I think we all get a good feeling inside of us when we are in our personal vehicles and we see a fire engine or ambulance roll by us running hot with lights and sirens but wow!!! can we say psycho!!  That is going a bit over the edge there.


----------



## ma2va92 (Dec 18, 2004)

Now he needs a room were his view is of the inmates walking by him


----------



## EMTAngel4 (Dec 22, 2004)

But you haven't lived til you've seen it done by a memeber just so he can be the first one in the officers seat.


----------



## Jon (Dec 22, 2004)

> _Originally posted by EMTAngel4_@Dec 22 2004, 04:28 PM
> * But you haven't lived til you've seen it done by a memeber just so he can be the first one in the officers seat. *


 Or you have the discussion about this time of year about which payphone to use to call in something "BS" - unknown type fire, MVA, unk.
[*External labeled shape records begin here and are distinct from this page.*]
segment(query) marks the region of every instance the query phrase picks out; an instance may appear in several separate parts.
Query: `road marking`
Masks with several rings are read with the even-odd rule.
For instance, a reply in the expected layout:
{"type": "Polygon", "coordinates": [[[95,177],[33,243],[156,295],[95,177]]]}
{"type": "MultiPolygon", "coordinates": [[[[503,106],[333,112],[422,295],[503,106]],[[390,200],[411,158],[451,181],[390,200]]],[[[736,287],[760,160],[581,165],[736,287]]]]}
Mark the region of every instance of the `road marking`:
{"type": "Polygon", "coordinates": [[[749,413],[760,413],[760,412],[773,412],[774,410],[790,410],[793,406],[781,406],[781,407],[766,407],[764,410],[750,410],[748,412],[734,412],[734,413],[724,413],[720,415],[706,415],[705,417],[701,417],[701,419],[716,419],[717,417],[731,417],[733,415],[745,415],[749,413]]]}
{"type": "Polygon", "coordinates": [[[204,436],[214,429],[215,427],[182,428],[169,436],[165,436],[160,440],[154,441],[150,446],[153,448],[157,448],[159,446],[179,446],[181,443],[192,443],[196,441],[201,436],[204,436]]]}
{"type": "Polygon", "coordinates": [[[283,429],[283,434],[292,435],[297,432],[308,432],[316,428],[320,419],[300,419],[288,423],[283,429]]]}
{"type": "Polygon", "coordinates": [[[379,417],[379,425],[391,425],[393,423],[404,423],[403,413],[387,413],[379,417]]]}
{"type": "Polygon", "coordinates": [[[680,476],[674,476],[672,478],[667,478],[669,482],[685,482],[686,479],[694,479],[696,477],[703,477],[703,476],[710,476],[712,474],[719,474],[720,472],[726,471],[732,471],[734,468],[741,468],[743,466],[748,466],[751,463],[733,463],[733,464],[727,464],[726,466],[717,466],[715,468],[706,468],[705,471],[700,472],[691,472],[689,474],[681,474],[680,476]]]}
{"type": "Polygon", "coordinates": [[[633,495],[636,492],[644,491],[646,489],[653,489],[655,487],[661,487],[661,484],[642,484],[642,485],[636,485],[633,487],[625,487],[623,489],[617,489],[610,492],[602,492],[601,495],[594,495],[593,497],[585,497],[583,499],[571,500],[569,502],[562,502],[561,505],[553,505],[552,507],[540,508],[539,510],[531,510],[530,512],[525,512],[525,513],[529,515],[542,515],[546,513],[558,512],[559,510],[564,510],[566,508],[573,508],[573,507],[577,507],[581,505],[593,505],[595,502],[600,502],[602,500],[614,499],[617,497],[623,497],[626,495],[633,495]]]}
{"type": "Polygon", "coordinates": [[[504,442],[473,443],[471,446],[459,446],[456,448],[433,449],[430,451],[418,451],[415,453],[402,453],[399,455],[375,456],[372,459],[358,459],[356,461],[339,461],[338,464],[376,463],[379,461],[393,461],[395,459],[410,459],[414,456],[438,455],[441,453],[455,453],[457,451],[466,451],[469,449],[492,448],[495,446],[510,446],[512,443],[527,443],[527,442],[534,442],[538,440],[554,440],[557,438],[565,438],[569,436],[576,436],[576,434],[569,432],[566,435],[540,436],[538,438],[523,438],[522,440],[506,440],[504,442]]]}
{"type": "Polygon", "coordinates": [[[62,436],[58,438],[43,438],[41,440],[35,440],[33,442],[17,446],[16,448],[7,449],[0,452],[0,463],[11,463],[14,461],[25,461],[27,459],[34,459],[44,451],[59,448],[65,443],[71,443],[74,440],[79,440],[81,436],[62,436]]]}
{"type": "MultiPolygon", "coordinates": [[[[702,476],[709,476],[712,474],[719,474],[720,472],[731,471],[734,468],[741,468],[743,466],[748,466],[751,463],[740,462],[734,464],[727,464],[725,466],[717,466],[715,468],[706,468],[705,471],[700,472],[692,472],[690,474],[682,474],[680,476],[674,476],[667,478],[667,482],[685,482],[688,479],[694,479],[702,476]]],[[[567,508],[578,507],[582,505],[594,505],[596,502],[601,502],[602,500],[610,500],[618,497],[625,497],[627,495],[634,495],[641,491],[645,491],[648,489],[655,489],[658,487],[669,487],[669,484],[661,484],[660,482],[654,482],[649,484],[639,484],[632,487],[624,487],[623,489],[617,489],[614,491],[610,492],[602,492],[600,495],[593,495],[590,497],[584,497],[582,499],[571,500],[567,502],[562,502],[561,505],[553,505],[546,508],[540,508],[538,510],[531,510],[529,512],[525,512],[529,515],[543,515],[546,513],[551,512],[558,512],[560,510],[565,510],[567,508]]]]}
Injuries, something to roll the FD and/or EMS - by the Captain and EMS LT, so that the Co. has the first run of the year.

And on top of that we had an unknown type fire in THAT area in the early morning of 1/1 (not first call of county) from some kids and a bonfire.......


----------



## rescuecpt (Dec 23, 2004)

Two years ago we had runs at 11:30pm 12/31 and 12:30am 1/1.  Fun stuff. Some guys showed up in tuxes because they were at a black tie party.


----------



## PArescueEMT (Dec 23, 2004)

> _Originally posted by rescuecpt_@Dec 23 2004, 11:47 AM
> * Some guys showed up in tuxes because they were at a black tie party. *


 I guess they wanted to ride in style. :lol:


----------



## ffemt8978 (Dec 23, 2004)

:angry: 
I was just informed tonight that one of our volunteer FF's was arrested for arson in conjunction with a string of wildland fires throughout the center part of the state last summer.  I haven't heard anything official yet, but the door combinations were changed at all of our stations today, and on short notice.

The really sad part about this is that this person was one hell of a FF, and won our FF of the Year Award for several years in a row.


----------



## MedicPrincess (Dec 24, 2004)

You know, that just really frosts my butt when that happens.  Really, there needs to be a special place in hell for FF that start fires.

But I am sure you know, often times the FF turned arsonist really is a "great guy" or a "great FF" or something of the sort.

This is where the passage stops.